It began with a date.

It was November 2003 in New York City, and Jeff Winner was seeing a girl in the East Village. They’d been dating for a month, and Winner wanted a clever way to choose a new restaurant for dinner. He scribbled restaurant names on index cards, shuffled them, and presented them to his girlfriend. That’s when the light bulb went off in his head.

A couple of days later, Winner went to dinner with his friend Mark Boyett. They met at Duke’s Original Roadhouse in Manhattan because Boyett had a gift card there, and as the two chomped on burgers, Winner explained the index card concept—what if someone created a 52-card deck of New York City restaurants as a marketing ploy to eating out?

Boyett liked the idea. “What if each card had a monetary value?” he suggested, thinking of why they were at Duke’s. And City Shuffle was born: a $20 deck of cards to local restaurants or bars, with each card offering $10 off a purchase of $30. The cards debuted in 2004 and City Shuffle continues to put out a new deck annually.

City Shuffle and similar ventures prove paper couponing isn’t dead; it’s simply evolving. Consumers are responding to drinking and dining adventures, such as playing “pick a card” from a deck or filling a booklet with stamps as they redeem deals.

For a dining establishment, this cerebral evolution is a risk-free marketing tool: it’s typically free to join, so there are no out-of-pocket-expenses, and venues only pay if it works—which means new faces are walking through the door to redeem a deal.

One company in Denver took a traveler’s approach to offering deals, via the Passport Program launched there last summer. Like City Shuffle, its gist is simple: customers purchase a 3-by-5-inch booklet, shiny and sleek like a passport. Inside are two-for-one drink specials at 44 to 52 establishments per city, and the passport deal is accepted from Memorial Day weekend through Labor Day weekend.

“The idea stems from restaurant week,” says PJ Hoberman, co-founder of the Passport Program. “We wanted to provide the opportunity for consumers to go out and try a bunch of new bars for much cheaper than they normally could.”

Last year in Denver, the Passport Program printed 2,000 passports with 50 restaurants and bars signing on. This year, it will print 4,000 in Denver. It’s also expanding to four cities, including Nashville, Tennessee, and Brooklyn, New York. It will retail for $20 in each city.

After Labor Day, the Passport Program surveyed consumers and dining venues to measure results. Hoberman says even the lowest-visited venues in the Passport program redeemed 100 to 150 passport deals over the three months, while the five most-visited venues clocked 700 to 900 Passports coming through the doors. “Those obviously can’t all be regulars, so that’s a definite spike (in sales),” he says.

Two restaurants that will return to the Denver Passport are Vesper Lounge and Russell’s Smoke House, both operated by Bonanno Concepts restaurant group, which owns 11 brands in Colorado.
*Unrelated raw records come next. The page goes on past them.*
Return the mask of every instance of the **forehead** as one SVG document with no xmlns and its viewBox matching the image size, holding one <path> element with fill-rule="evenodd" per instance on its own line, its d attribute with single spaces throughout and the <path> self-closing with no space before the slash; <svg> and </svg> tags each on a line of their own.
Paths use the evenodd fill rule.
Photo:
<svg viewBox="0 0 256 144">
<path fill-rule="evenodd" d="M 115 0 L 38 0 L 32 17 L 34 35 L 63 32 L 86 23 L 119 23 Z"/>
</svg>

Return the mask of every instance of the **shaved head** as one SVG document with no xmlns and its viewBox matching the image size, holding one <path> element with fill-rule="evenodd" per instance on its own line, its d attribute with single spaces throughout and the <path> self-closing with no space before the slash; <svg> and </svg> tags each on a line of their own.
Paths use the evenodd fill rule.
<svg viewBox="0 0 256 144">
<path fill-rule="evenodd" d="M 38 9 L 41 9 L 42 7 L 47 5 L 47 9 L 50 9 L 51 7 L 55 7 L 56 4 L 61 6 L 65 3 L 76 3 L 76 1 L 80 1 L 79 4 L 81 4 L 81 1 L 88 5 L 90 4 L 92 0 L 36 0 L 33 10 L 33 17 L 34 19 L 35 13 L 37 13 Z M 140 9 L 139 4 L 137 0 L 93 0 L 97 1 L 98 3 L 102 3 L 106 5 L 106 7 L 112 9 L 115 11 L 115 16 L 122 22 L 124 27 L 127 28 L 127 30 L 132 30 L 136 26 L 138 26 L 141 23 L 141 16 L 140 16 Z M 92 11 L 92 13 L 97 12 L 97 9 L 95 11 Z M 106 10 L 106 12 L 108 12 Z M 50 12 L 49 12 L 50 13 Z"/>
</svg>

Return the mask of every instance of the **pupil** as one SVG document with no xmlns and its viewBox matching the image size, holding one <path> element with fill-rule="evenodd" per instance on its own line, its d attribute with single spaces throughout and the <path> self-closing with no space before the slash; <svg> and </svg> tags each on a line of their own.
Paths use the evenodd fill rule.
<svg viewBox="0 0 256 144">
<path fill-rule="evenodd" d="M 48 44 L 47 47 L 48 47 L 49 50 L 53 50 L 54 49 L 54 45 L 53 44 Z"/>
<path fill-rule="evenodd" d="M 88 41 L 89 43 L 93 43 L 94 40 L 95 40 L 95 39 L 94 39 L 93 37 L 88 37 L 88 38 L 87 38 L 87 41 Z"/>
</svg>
The group chose those restaurants to join the Passport last year because they were newer concepts and Bonanno wanted to see a bump in its bar business, according to its marketing director Lauren Hendrick. Pleased with the results, Bonanno Concepts has four restaurants in the Denver Passport this year.

City Shuffle’s deals are redeemable year-round, and Boyett says restaurants often see two to five cards per week. “It tends to be a pretty sweet spot,” he says. “Restaurants are not getting so many that they’re saying, ‘Oh, my god, thousands of dollars of discounts last year!’ They’re almost always wanting to sign up for another year.”

Unlike Groupon and other mobile deal vendors, these firms find value in staying offline. City Shuffle does its strongest business each autumn, when people buy the decks to give as holiday gifts. “We’re an actual, real product that people can put wrapping paper around and stuff down a stocking,” Boyett says.

Hoberman similarly says printing the Passport is advantageous for restaurants and sponsors. “This Passport is in purses and pockets and cars all summer long,” he explains, “so it’s not just a one-impression-and-done [exposure]. They’re constantly looking through it.”

The Passport will offer deals at both new and returning venues in Denver this summer; likewise, City Shuffle annually changes its deck to include different restaurants, as well as old favorites. Both Boyett and Hoberman emphasize the importance of locality in growing their companies. Boyett is adamant not to include chain restaurants in the decks, and says he wants to support the local economy and drive business to privately owned establishments, often chef-owned and family-operated venues.